Put your right hand in

First Instruction Step

This is the first instruction step material. You can do the usual paragraph and pictures as you’d use in normal document writing. Write the heading to be a summary of what the step is (the step numbering is automated so you can move steps around easily if needed).

Second Instruction Step

This is the second instruction step.


As implemented, only one set of numbered steps is intended per document and the steps must be level 2 headings.

Configuration Option Documentation

Most of the ACRN documentation is maintained in .rst files found in the doc/ folder. API documentation is maintained as Doxygen comments in the C header files, along with some prose documentation in .rst files. The ACRN configuration option documentation is created based on details maintained in schema definition files (.xsd) in the misc/config_tools/schema folder. These schema definition files are used by the configuration tool to validate the XML scenario configuration files as well as to hold documentation about each option. For example:

<xs:element name="RELEASE" type="Boolean" default="n">
    <xs:documentation>Build an image for release (``y``) or debug (``n``).
In a **release** image, assertions are not enforced and debugging
features are disabled, including logs, serial console, and the
hypervisor shell.</xs:documentation>

During the documentation make html processing, the documentation annotations in the .xsd files are extracted and transformed into restructureText using an XSLT transformation found in doc/scripts/configdoc.xsl. The generated option documentation is organized and formatted to make it easy to created links to specific option descriptions using an :option: role, for example :option:`hv.DEBUG_OPTIONS.RELEASE` would link to hv.DEBUG_OPTIONS.RELEASE.

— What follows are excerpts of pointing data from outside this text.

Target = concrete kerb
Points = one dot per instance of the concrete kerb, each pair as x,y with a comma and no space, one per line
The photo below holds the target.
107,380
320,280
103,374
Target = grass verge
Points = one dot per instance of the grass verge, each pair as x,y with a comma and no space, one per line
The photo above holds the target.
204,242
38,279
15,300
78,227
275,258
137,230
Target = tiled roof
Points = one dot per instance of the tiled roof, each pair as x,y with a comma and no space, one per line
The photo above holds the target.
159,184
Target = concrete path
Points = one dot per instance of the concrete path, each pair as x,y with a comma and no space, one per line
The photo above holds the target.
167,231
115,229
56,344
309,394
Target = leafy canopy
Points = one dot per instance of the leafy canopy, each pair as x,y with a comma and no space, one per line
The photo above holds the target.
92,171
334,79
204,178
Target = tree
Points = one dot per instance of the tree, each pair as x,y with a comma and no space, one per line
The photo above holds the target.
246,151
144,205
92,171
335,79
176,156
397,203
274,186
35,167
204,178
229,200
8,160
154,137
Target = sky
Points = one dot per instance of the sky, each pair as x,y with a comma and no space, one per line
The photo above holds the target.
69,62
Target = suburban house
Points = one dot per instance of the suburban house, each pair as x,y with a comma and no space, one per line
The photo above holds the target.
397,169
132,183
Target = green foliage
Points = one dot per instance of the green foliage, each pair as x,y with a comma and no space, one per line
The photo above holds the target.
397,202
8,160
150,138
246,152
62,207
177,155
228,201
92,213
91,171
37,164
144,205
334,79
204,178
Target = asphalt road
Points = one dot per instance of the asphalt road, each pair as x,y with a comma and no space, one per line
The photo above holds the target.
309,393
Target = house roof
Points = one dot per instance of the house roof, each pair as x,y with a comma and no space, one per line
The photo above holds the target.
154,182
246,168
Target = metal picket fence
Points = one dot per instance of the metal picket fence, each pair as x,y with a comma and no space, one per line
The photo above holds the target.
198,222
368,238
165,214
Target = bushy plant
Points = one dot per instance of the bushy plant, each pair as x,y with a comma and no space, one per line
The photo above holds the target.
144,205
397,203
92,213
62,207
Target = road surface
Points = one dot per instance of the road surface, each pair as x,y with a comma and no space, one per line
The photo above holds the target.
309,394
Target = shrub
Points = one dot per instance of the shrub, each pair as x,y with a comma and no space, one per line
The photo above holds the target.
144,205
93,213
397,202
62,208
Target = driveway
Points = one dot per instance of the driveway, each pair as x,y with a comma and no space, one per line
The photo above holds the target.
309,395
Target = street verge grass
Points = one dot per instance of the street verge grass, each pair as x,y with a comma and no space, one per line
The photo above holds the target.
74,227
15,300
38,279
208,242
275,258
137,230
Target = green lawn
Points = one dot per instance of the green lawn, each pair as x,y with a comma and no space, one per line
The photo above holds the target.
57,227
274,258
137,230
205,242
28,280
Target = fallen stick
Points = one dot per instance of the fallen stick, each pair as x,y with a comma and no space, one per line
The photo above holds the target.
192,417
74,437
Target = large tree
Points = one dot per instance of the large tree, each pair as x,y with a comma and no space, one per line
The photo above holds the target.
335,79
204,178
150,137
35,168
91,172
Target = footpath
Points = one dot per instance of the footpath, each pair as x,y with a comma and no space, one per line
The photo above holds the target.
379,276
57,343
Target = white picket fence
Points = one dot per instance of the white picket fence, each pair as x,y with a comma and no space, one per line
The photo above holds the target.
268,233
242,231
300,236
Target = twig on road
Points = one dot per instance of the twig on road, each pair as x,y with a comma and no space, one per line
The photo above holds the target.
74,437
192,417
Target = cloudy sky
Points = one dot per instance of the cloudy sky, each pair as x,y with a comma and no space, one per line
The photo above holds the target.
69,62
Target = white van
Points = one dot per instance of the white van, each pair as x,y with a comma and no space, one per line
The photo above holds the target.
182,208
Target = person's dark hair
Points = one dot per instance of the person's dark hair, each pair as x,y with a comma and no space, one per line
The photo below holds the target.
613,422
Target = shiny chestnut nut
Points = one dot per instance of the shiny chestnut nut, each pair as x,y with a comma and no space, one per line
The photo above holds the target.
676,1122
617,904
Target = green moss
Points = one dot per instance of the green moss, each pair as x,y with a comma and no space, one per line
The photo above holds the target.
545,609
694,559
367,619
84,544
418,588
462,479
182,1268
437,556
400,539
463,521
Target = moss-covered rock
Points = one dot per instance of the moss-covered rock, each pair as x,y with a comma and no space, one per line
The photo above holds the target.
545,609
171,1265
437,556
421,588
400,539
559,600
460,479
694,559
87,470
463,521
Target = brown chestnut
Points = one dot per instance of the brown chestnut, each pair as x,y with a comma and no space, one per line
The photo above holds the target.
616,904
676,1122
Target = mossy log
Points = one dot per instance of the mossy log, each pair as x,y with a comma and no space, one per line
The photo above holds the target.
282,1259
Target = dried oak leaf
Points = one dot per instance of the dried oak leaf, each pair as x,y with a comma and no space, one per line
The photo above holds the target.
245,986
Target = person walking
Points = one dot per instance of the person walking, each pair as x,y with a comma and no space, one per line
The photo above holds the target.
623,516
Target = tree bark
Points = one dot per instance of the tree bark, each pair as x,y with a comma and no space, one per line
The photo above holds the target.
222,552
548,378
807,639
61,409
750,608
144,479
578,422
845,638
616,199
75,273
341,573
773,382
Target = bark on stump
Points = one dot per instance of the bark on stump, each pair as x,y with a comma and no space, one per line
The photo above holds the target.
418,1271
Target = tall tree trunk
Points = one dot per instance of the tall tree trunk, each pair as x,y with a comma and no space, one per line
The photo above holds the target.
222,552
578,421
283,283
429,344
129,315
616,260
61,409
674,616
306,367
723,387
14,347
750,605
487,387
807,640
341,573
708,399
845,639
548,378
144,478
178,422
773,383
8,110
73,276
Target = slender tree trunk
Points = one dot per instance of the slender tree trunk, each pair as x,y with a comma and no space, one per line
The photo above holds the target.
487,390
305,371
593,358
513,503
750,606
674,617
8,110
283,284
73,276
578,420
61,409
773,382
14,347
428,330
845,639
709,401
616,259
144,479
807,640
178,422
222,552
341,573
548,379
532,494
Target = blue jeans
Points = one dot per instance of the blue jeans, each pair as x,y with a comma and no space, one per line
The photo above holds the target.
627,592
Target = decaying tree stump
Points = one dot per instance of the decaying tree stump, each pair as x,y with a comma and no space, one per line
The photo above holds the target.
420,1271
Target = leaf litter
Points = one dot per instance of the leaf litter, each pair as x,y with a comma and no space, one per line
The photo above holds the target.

The transformed option documentation is created in the _build/rst/reference/configdoc.txt file and included by doc/reference/config-options.rst to create the final published Scenario Configuration Options document. You make changes to the option descriptions by editing the documentation found in one of the .xsd files.

Documentation Generation

For instructions on building the documentation, see ACRN Documentation Generation.